If all of the above suggests to the reader that question of whose death triggers which death benefit is a murky one, the author agrees entirely. Indeed, some insurers, in structuring their deferred annuity contracts, have managed to make the answer to that question as difficult to answer as humanly possible. For example, one indexed annuity contains the following provisions:
If any owner who is also the annuitant dies, the death benefit will be paid to the beneficiary named in the contract. But upon the death of any owner who is not the annuitant, the contract value will be paid to the designated beneficiary, which is the beneficiary named in the contract, but, rather, “(i) the contingent owner named in the application, or as later changed, if any; or (ii) the joint owner or Owners in the case of joint ownership; or (iii) your estate if no contingent owner is named, and there is no joint owner or Owners."
What practitioner would expect such a result? Who would desire such a result?

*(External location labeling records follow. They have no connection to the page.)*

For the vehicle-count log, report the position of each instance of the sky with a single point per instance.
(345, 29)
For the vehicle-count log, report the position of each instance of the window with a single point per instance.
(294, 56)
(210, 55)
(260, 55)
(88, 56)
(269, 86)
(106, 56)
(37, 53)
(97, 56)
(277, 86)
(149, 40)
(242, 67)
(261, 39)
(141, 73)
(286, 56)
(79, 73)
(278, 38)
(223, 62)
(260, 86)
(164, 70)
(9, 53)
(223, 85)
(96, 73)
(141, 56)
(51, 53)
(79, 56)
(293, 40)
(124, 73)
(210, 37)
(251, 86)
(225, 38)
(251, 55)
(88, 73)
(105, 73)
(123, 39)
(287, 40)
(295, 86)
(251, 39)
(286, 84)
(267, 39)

I strongly urge anyone who offers advice regarding a deferred annuity to be very sure that he or she understands what that contract says with regard to death benefits — specifically whose death will trigger which death benefit. This will not necessarily be evident from the marketing material typically provided at the point of sale. You’ll need to read the contract!
1The annuitant in an annuity contract is the individual (it must be a human being) who is the measuring life of the contract, the person whose age and sex (for sex-distinct contracts) determines the amount of each annuity payment.
2J. Gary Underwood, Trust Ownership of Nonqualified Annuities: General Considerations for Trustees (Journal of Financial Service Professionals, May, 2010).